Os indicadores do comércio exterior comprovam essa relevância. As exportações brasileiras podem ter uma expansão de 13%, alcançando os US$ 237 bilhões e as importações de 8%, o equivalente a US$ 173 bilhões (superávit comercial de US$ 64 bilhões). Apenas o complexo da soja, petróleo e minério de ferro respondem por 40% das vendas externas, impulsionadas pelo boom das commodities, que possivelmente não se repetirá em 2022.

Mesmo com o já previsto desaquecimento da economia no primeiro semestre, é certo que haverá uma recuperação a partir de julho, o que projetará uma expansão (estatística) de 3,6%. Nesta pandemia, em que o governo Bolsonaro agiu com ineficácia − para não usar um termo mais duro − na vacinação em massa, trata-se de um resultado alvissareiro. Ter um PIB, sem maquiagem ou milagres, zero é até um alento diante do cenário devastador no setor de serviços, que representa cerca de 70% do PIB, especialmente em segmentos como bares, restaurantes, turismo e toda a cadeia do entretenimento e cultura.

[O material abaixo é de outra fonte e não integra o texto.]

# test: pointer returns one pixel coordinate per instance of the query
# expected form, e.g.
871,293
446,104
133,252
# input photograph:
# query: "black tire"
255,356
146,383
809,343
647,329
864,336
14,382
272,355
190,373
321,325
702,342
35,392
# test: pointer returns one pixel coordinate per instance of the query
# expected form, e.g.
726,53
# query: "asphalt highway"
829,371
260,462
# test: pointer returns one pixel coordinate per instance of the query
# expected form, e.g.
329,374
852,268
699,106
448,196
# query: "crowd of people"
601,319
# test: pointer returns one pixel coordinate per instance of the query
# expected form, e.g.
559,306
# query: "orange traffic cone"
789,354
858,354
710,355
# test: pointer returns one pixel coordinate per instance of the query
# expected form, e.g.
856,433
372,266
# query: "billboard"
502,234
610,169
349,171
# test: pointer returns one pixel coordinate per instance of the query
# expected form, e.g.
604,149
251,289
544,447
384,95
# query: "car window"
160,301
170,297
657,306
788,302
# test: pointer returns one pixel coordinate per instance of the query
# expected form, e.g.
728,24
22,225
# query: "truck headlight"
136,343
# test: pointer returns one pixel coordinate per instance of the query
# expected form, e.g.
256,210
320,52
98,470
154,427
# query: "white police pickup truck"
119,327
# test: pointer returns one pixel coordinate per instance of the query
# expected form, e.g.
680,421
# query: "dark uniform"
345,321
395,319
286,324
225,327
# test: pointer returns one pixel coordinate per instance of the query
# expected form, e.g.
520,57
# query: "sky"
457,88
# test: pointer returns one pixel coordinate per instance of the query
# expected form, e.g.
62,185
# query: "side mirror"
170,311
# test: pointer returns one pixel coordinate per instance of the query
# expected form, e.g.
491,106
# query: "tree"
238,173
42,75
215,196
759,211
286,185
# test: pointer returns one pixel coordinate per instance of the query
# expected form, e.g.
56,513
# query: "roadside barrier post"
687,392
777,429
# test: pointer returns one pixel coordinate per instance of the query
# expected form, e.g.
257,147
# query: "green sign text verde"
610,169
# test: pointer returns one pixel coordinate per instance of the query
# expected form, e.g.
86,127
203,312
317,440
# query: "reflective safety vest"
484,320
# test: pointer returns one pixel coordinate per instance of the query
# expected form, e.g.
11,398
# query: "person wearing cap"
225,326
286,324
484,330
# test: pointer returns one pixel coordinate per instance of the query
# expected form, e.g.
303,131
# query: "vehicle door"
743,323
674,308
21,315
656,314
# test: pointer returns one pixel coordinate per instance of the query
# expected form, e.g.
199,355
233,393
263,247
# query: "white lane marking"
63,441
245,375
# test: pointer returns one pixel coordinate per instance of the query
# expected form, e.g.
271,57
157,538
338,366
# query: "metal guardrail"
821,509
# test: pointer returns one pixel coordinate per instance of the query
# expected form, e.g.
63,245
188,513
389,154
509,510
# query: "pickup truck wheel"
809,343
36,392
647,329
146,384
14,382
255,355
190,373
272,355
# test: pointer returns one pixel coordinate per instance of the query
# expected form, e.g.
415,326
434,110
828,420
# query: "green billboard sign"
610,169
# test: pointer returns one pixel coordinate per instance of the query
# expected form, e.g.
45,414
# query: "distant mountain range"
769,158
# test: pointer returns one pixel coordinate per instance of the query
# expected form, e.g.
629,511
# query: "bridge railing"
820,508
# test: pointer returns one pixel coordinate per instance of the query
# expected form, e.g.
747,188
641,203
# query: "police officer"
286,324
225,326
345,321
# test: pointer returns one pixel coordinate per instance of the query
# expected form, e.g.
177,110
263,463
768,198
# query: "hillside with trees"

Terra arrasada na ausência de políticas públicas para dar apoio aos pequenos negócios, ao contrário do que ocorreu nos Estados Unidos e na Europa. Milhões de empregos ceifados pela ausência de um Estado, diferentemente do que fez Joe Biden, que além de quase US$ 2 trilhões investidos no programa de combate à Covid-19, injetará US$ 3 trilhões em infraestrutura, o que dará um impulso avassalador à economia e multiplicará os negócios privados em toda a atividade econômica, nos próximos três anos. Biden quer entrar para a história como o democrata Franklin Delano Roosevelt, o FDR, o grande líder político depois da crise devastadora de 1929, que conduziu os Estados Unidos a uma grande potência, após a Segunda Guerra Mundial, encerrada em 1945.

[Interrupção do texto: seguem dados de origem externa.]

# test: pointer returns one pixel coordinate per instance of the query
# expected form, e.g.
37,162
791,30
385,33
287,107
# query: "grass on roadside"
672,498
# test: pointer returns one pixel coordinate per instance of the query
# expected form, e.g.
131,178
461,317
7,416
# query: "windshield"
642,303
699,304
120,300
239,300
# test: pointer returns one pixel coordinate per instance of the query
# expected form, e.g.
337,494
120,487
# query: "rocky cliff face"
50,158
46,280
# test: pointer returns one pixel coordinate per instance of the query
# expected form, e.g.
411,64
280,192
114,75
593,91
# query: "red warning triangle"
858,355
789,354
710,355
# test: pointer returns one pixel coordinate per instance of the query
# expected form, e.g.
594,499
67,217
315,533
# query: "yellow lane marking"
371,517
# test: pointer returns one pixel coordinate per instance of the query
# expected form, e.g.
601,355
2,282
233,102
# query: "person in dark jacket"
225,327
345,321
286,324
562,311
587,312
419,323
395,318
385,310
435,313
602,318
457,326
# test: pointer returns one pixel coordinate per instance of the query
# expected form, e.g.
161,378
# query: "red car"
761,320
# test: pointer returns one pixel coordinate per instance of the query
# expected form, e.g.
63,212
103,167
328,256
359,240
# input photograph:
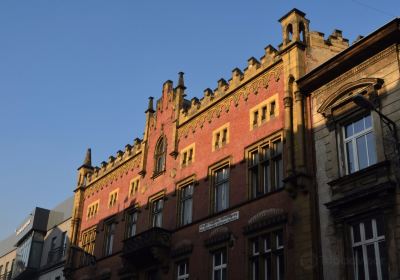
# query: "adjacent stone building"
220,187
37,249
355,99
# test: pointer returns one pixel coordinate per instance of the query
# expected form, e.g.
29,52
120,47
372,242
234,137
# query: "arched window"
289,33
159,155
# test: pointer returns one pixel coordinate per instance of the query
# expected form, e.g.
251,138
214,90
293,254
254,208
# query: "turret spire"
150,106
88,159
181,82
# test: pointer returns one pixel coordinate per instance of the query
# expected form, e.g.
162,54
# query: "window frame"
381,263
275,252
134,211
212,173
160,153
353,140
221,267
110,230
187,267
182,200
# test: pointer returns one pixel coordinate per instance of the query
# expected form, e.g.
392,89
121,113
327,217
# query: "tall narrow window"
109,230
359,142
160,155
156,212
131,220
183,270
369,249
267,256
278,164
221,189
220,265
265,168
185,205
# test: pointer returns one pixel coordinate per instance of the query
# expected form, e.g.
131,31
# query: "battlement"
239,77
336,42
116,161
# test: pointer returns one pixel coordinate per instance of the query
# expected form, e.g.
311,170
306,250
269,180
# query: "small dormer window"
160,152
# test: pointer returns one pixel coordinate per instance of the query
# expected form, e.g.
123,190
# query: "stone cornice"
114,174
214,109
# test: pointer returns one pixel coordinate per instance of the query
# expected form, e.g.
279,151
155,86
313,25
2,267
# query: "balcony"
5,276
149,247
55,255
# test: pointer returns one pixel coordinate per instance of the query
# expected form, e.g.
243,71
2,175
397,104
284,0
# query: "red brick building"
218,188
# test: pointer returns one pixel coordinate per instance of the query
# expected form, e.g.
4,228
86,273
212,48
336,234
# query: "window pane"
266,177
358,126
356,233
371,260
359,263
350,157
368,121
348,130
281,267
368,229
371,148
362,152
382,256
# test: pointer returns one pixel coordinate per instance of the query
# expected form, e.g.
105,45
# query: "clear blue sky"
77,74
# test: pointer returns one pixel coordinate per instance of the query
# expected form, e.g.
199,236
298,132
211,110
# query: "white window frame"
223,266
375,240
185,275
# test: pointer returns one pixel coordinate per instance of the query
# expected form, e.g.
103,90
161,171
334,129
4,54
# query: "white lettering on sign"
219,222
18,231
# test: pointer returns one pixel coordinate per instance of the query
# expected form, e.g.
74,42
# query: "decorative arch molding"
345,93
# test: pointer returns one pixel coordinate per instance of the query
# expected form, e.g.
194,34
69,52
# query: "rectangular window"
185,205
219,265
265,168
359,144
267,256
131,220
112,198
156,212
221,189
88,240
369,249
109,235
182,270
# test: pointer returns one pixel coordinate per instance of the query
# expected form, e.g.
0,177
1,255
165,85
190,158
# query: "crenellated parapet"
335,42
121,158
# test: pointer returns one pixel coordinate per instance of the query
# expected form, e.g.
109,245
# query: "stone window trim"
275,250
264,112
220,137
161,195
339,111
187,155
191,180
160,156
93,209
259,147
182,275
347,230
109,233
113,198
223,253
127,212
88,239
223,163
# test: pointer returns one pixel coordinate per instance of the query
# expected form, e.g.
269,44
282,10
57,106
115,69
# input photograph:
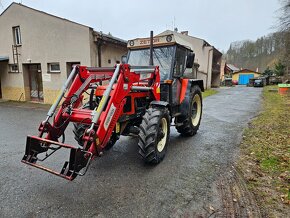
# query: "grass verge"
265,155
208,92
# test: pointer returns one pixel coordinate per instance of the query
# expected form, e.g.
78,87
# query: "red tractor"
143,96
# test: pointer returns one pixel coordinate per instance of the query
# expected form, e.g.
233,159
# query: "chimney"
184,33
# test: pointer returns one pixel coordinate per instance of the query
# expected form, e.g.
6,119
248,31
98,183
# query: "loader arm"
123,79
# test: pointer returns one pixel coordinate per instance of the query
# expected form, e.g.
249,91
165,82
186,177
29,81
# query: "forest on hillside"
265,52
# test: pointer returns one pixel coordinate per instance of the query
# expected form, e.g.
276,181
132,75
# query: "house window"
17,35
13,68
54,67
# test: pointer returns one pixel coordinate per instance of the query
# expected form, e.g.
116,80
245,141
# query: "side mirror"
124,59
190,60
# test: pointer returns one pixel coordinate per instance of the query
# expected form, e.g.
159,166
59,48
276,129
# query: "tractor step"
78,163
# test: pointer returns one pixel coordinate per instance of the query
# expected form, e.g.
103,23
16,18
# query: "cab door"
178,70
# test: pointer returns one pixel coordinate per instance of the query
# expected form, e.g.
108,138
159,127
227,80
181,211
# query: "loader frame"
124,81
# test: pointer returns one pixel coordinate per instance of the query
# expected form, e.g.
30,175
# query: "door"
35,82
244,78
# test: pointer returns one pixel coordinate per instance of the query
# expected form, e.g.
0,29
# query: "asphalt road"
118,184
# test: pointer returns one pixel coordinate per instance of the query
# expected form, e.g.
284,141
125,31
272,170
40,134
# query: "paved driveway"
119,184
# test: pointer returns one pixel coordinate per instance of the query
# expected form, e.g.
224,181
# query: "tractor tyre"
154,135
79,129
187,125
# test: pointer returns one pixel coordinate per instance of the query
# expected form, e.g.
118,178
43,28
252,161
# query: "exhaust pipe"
151,49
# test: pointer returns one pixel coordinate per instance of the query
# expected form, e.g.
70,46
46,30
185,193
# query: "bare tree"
284,18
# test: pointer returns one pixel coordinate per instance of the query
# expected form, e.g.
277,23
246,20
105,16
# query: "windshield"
162,57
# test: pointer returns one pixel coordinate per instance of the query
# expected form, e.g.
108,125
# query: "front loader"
139,98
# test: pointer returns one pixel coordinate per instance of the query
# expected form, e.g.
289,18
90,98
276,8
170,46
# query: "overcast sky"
219,22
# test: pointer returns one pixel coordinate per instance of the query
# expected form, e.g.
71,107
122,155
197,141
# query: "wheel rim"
162,134
196,110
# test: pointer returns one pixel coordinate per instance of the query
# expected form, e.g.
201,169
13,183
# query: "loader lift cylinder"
61,94
98,110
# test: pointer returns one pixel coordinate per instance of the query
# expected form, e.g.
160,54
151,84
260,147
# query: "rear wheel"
154,135
187,125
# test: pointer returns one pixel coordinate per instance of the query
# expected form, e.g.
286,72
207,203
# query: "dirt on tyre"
154,135
188,124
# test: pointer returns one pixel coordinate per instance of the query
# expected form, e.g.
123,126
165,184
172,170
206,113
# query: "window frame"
11,70
17,35
51,70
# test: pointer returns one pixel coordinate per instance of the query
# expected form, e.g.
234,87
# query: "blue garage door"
244,78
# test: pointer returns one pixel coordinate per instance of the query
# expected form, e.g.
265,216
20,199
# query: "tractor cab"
172,56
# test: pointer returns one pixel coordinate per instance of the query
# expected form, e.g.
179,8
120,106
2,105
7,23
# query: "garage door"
244,78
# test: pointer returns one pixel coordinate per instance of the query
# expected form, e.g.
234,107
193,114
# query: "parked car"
258,83
235,82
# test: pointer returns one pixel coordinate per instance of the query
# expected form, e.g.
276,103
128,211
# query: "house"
38,51
207,57
243,76
227,70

Os fenômenos estatísticos não deixam de assombrar a economia brasileira, tal como Alice ficou espantada com o relógio que congelava o ano. Sim, 2021 parece ser uma ilusão causada pelo fenômeno estatístico, assim como pela elevação de preços. A inflação, medida pelo IPCA, pode atingir a incrível marca de 7,8% em meados junho, projetada no acumulado de doze meses. É o cálculo de Mario Mesquita, economista-chefe do Itaú.

Noves fora o impacto do câmbio − que sobe em boa parte pela incerteza causada pelo governo −, há também o fenômeno estatístico, pois, na comparação com o primeiro semestre de 2021, existe o efeito sazonal. Não custa lembrar que, na primeira metade de 2020, houve uma queda sem precedentes da variação dos preços. Tanto é assim que, descontado esse truque estatístico, a inflação terminará o ano, segundo os especialistas, pouco acima de 5%, o que obrigará o Banco Central a fixar a Selic, o juro básico da economia, em 5,5% com vistas a evitar um descontrole na elevação dos preços.

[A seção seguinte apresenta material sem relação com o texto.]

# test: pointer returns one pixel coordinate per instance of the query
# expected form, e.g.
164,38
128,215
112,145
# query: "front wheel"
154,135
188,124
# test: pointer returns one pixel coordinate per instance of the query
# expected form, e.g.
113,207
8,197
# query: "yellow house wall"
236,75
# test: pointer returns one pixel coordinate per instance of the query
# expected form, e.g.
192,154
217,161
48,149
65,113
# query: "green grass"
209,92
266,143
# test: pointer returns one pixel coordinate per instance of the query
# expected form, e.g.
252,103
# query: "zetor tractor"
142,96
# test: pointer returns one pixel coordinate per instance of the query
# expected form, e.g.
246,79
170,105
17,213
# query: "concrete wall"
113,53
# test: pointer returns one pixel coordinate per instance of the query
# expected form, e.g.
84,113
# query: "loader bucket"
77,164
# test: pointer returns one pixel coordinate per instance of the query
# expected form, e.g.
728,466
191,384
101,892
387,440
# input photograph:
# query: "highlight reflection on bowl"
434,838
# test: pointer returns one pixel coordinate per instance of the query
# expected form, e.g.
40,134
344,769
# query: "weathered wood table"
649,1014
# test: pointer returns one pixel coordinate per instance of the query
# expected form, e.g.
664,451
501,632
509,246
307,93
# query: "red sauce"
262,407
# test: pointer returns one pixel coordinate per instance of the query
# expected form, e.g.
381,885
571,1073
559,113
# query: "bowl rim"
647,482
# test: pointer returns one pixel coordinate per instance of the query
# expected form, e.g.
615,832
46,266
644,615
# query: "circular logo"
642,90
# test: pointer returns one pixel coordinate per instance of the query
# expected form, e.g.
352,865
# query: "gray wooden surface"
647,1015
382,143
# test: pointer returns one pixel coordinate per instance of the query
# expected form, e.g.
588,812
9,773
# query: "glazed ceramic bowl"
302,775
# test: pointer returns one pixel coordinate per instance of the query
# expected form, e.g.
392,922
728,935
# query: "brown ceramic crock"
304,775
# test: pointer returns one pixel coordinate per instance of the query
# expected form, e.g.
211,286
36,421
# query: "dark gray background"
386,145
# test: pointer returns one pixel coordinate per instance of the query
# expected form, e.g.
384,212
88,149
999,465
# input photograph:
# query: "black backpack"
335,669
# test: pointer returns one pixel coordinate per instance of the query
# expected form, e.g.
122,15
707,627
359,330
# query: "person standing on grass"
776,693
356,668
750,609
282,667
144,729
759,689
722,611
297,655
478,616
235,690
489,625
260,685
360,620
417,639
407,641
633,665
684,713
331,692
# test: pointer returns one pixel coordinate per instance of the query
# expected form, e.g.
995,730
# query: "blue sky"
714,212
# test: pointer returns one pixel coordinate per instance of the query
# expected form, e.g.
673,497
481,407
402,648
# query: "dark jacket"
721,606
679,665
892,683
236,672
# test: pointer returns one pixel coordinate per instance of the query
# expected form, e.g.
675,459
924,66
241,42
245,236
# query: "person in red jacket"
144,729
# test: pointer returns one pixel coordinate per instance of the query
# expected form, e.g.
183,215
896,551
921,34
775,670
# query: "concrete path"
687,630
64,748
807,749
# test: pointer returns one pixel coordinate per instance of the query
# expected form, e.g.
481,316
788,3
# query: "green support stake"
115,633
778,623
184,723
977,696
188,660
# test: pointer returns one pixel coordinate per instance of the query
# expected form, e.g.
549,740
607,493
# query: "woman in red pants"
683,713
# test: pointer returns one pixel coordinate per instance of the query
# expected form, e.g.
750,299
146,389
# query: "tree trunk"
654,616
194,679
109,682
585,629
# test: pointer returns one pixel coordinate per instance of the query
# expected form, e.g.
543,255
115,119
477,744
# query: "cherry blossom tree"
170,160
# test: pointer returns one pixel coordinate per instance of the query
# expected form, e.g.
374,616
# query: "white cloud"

De todo modo, o índice alto de junho cria expectativas negativas na economia. E ninguém quer a volta desse fantasma ou de juros altos.

Essa era acabou e, certamente, não voltará para desespero de grandes rentistas. Os juros baixos, no mundo inteiro, vieram para ficar, o que vai exigir uma maior competição no sistema bancário e grande inovação dos gestores de recursos. Acabou a época da indolência.

Voltemos à Alice, de Carroll:

− Acho que vocês poderiam fazer alguma coisa melhor com o tempo do que gastá-lo com adivinhações que não têm resposta − disse Alice.
− Se você conhecesse o Tempo tão bem quanto eu, falaria dele com mais respeito − afirma o Chapeleiro.
− Não sei o que quer dizer − disse Alice.
− Claro que não! Atrevo-me a dizer que você nunca chegou a falar com o Tempo – emendou o Chapeleiro.
− Talvez não, mas sei que tenho de bater o tempo quando estudo música − disse Alice.

O tempo de Alice, de suas aulas, e o do Chapeleiro, é o mesmo que aguarda o Brasil em sua realidade de espelhos convexos, capaz de produzir ilusões estatísticas em que pese os sinais de reconstrução do Estado com as reformas no porvir, que buscam cortar privilégios de setores que aparelharam o país por décadas. O Brasil não pode conviver com o baixo crescimento.

− Acorde, Alice querida! Mas que sono comprido você dormiu  − disse sua irmã.